Converting oil wells to geothermal a real opportunity for Colorado

Converting oil wells to geothermal a real opportunity for Colorado Oil well in Weld County, Colorado (source: flicr/ CL.Baker, creative commons)
Rachel McRae 8 Dec 2021

A Colorado energy startup is eyeing the utilisation of abandoned oil wells in the State of Colorado for its geothermal potential.

A recent article published locally in Colorado talks about the various energy production facilities in eastern Colorado, including wind parks and oil and natural gas operations.

With the reality that the oil wells, while productive today, might at some time not be comfortably profitable. This is the reason for Colorado Oil and Gas Conservation Committee is in the process of setting up rules to determine how much money oil and gas operators will be required to set aside to pay for plugging wells at the end of their useful lives. The goal is to prevent orphan wells upon abandonment by the operator and the state being liable for cleaning things up.

So while this could prove a liability for the state and the operators, there is an opportunity in extending the operating life of the aging oil wells.

Colorado based Transitional Energy is interested in utilising those wells to tap geothermal energy.  Which wells would be the hottest with the highest flow rates would determine where the company could go.

It is a common problem, yet not widely known, that every barrel of oil or gas geothermal energy is already mined as hot water is part of the fluids produced to the surface, so Maria Richards, geothermal lab coordinator at SMU. Today, the operators have to get rid of the water produced with every barrel of oil.

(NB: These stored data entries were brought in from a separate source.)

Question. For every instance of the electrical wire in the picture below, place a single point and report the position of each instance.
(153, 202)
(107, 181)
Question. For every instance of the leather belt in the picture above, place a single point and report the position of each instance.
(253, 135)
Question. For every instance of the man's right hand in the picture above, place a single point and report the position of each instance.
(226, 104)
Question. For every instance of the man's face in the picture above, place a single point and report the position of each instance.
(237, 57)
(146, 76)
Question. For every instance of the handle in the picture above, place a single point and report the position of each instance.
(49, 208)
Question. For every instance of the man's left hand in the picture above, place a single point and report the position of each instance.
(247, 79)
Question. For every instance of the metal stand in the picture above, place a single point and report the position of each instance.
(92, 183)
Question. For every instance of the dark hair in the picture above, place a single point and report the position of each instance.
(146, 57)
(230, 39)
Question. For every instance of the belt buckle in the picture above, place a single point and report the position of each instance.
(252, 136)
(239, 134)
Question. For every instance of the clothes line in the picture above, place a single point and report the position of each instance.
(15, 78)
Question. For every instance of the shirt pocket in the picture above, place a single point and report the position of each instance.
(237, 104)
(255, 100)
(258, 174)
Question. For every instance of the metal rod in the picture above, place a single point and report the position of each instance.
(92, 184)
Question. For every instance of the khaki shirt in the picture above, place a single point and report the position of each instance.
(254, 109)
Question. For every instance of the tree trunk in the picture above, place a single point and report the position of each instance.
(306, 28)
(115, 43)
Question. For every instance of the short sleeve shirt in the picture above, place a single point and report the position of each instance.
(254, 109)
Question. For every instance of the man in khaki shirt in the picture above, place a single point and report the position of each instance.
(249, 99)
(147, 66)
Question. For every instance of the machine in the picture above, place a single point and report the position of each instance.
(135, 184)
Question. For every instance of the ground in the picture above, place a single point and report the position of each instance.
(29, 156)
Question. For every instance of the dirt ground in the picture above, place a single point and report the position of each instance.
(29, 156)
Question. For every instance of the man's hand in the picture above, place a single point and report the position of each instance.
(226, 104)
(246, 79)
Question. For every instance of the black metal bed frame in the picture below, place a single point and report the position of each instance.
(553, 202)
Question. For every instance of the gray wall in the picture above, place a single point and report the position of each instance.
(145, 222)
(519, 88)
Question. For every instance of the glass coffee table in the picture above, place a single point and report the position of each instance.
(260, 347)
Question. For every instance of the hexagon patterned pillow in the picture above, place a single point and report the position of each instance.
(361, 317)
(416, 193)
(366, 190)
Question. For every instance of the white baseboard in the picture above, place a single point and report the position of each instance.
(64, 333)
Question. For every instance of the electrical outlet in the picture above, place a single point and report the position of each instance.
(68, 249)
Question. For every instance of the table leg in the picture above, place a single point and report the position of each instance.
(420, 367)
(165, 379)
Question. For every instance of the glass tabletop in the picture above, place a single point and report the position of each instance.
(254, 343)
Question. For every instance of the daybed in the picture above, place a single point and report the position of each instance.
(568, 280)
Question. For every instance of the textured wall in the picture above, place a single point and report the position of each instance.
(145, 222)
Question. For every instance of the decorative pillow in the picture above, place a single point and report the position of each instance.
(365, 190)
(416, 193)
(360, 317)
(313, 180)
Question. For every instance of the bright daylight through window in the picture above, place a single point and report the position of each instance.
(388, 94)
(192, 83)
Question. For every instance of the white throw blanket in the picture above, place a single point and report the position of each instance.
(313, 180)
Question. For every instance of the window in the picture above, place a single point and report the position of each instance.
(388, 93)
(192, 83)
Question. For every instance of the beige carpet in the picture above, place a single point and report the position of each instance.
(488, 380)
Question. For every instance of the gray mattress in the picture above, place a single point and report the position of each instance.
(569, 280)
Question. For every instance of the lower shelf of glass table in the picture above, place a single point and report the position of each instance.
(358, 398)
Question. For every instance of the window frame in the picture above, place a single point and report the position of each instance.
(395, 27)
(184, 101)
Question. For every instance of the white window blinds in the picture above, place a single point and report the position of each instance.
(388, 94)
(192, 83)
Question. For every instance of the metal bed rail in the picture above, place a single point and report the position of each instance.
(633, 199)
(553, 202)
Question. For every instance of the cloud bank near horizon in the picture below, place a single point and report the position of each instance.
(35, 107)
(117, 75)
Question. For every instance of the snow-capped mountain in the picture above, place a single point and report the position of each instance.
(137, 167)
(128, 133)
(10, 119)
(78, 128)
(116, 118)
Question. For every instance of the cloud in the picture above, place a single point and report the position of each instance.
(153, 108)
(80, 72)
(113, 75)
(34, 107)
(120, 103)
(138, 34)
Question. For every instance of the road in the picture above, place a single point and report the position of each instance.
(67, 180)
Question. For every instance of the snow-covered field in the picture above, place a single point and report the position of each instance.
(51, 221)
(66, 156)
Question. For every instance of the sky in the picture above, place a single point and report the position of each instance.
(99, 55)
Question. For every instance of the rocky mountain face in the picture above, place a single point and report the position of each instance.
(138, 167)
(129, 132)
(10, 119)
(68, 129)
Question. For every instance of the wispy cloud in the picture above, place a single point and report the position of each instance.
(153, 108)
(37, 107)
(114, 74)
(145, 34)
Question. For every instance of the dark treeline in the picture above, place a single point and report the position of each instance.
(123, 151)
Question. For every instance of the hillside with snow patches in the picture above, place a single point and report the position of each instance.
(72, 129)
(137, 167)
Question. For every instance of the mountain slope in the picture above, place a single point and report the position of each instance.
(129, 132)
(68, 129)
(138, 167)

So while a liability now, these abandoned wells could become an asset to be tapped and actually pay for managing the wells as well. The temperature of the wells is though not as high as traditional hotter geothermal resources, but with 65 degrees Celsius (150 F) to 120 degrees Celsius (250 F), there are opportunities to use it either for power generation or direct use.

With the heat exchange technology available now, this could mean that oil fields in northeast Colorado could become hubs of geothermal energy utilisation.

Selena Derichsweiler and Ben Burke of Transitional Energy estimate that up to 65% of wells in Colorado are good candidates for geothermal energy production. This could extend the life of aging wells by decades — and keep them profitable long enough for operators to pay for their own clean up, plugging and abandonment.